Antes dessa data, a Nigéria afirma que seu objetivo está claro: fazer com que suas projeções de redução de emissões de gases-estufa posteriores a 2020 acompanhem suas peculiaridades de desenvolvimento, segundo Samuel Adejuwon, subdiretor do Departamento de Mudança Climática no Ministério Federal de Ambiente. Esse país é o quarto maior emissor de dióxido de carbono na África e, sem dúvida, já enfrenta o flagelo da mudança climática.
Desde o norte, o avanço do Saara está dando força à sangrenta insurgência do grupo armado extremista Boko Haram, bem como a um conflito pelos recursos entre agricultores e pecuaristas e pastores em sua região central. Além isso, o nível do oceano sobe causando inundações que afetam o sul.
Em um informe divulgado em outubro de 2014, a empresa de análises globais Maplecroft assinala que Nigéria, Bangladesh, Etiópia, Índia e Filipinas são os países que atualmente correm maior risco de experimentar conflitos promovidos pela mudança climática. As esperanças do país de reduzir suas emissões contaminantes no contexto de suas INDC devem superar vários obstáculos.
Um deles é que, por ser uma economia que depende unicamente do petróleo (que representa uma grande parte de seu produto interno bruto de US$ 500 bilhões, o maior da África), o compromisso que levar a Paris refletirá até que ponto se desfazer dos combustíveis fósseis não pode ser uma prioridade urgente, e porque fazê-lo consumirá tempo e recursos significativos.

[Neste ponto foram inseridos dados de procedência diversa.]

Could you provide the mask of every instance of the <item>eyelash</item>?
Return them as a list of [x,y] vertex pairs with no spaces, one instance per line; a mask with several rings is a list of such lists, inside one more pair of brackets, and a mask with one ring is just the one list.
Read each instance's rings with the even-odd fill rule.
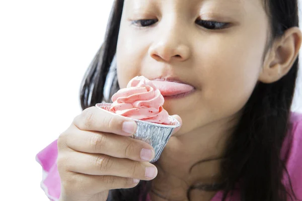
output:
[[[150,26],[158,22],[156,19],[138,20],[132,21],[132,24],[137,27],[144,28]],[[197,19],[195,23],[207,29],[214,30],[223,29],[227,28],[230,23],[206,21]]]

Outra prova de fogo para a Nigéria é a escassez de energia. O país produz cerca de quatro mil megawatts para cada 170 milhões de habitantes, deixando boa parte da população em forte relação de dependência com a lenha, o carvão vegetal e os resíduos para atender necessidades domésticas básicas como cozinhar, aquecer, iluminar.

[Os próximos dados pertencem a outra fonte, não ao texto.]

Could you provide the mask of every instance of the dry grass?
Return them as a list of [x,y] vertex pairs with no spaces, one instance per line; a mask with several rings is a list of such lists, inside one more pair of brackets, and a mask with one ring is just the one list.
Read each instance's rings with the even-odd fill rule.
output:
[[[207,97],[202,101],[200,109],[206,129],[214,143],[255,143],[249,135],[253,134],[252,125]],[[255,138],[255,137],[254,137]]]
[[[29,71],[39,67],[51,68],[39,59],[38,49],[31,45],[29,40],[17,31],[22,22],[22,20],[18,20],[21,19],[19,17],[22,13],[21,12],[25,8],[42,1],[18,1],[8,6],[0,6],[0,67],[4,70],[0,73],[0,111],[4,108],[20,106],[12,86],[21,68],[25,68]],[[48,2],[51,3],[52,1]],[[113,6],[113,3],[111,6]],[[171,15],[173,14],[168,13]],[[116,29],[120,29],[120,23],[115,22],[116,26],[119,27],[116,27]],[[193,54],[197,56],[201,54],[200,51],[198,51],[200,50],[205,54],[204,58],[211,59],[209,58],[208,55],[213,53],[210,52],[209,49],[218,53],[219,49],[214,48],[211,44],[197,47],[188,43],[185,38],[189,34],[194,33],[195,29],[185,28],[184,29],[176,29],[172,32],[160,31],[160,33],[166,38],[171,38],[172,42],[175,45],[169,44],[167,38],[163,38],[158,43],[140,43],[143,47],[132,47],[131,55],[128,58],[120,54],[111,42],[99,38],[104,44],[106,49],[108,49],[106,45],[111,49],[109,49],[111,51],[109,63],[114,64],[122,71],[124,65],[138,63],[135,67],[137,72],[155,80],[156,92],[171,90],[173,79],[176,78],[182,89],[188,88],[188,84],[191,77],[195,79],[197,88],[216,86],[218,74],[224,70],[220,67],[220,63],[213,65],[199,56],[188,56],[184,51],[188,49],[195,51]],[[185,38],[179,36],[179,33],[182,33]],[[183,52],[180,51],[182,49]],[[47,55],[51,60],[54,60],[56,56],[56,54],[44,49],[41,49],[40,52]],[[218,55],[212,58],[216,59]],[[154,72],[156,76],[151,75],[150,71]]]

No ano passado, os nigerianos utilizaram pelo menos 12 milhões de litros de diesel e gasolina por dia para fazer funcionar geradores elétricos, segundo o ex-ministro de Energia Chinedu Nebo. O consumo diário de gasolina no país, incluindo os automóveis, é de aproximadamente 40 milhões de litros, segundo a estatal Corporação Nacional Nigeriana do Petróleo.
Reduzir o grau de contaminação causada por esse consumo exigirá grandes investimentos em energia renovável e mais limpa, opinou o professor Olukayode Oladipo, especialista em mudança climática e um dos três consultados pelo governo para elaborar as INDC. O ex-ministro das Finanças, Ngozi Okonjo-Iweala, em 2014 declarou que o país precisava de US$ 14 bilhões anuais de investimentos em energia e infraestrutura vinculada a ela.

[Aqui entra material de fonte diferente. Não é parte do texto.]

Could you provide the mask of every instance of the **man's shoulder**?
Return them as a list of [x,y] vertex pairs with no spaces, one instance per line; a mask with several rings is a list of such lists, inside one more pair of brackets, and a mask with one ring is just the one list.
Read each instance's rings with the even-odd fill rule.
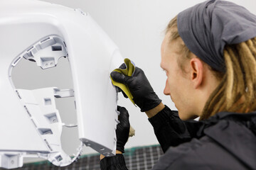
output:
[[244,169],[228,152],[211,138],[204,136],[178,147],[171,147],[153,169],[228,169],[230,167]]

Para Oladipo, a chave da questão está em equilibrar um futuro de menos emissões de gases-estufa com as realidades imediatas em matéria de desenvolvimento. “Cada país explora como usar menos energia de um modo eficiente, como depender de fontes renováveis”, apontou. A Nigéria avalia como fazer para que, mesmo consumindo menos energia, sua economia continue crescendo no mesmo ritmo, explicou.
“Não há dúvidas de que o potencial está ali. A tecnologia limpa do carvão pode nos dar boa eletricidade e uma contaminação mínima, ao mesmo tempo”, ressaltou o especialista. Oladipo também enfatizou que, além do combustível, os planos climáticos da Nigéria se centrarão na agricultura, em parte para uma diversificação em relação ao petróleo e também como resposta ao crescente conflito pelos recursos. “Não estamos dizendo que a mudança climática seja o único fator determinante da crise, mas no mínimo aumenta o grau e a frequência com que ocorrem esses conflitos”, afirmou.
Além das atividades do Boko Haram no norte, responsável por pelo menos 20 mil mortes, nos últimos anos, os enfrentamentos entre pastores e pecuaristas contra agricultores pela terra mataram outros milhares na região central do país. No último ataque, em maio deste ano, pastores da tribo fulani mataram pelo menos 96 pessoas no central Estado de Benue, segundo o jornal nigeriano Punch.
O governo concorda que a mudança climática é uma das causas dos frequentes derramamentos de sangue, junto com fatores como a urbanização, mas não faz muito para abordar o problema.
Oladipo acredita que o novo presidente do país, Muhammadu Buhari, tomará mais medidas para enfrentar as derivações fundamentais do aquecimento global. Em seu discurso de posse, no dia 29 de maio, Buhari se comprometeu a ser “um ator mais enérgico e construtivo na luta mundial contra a mudança climática”.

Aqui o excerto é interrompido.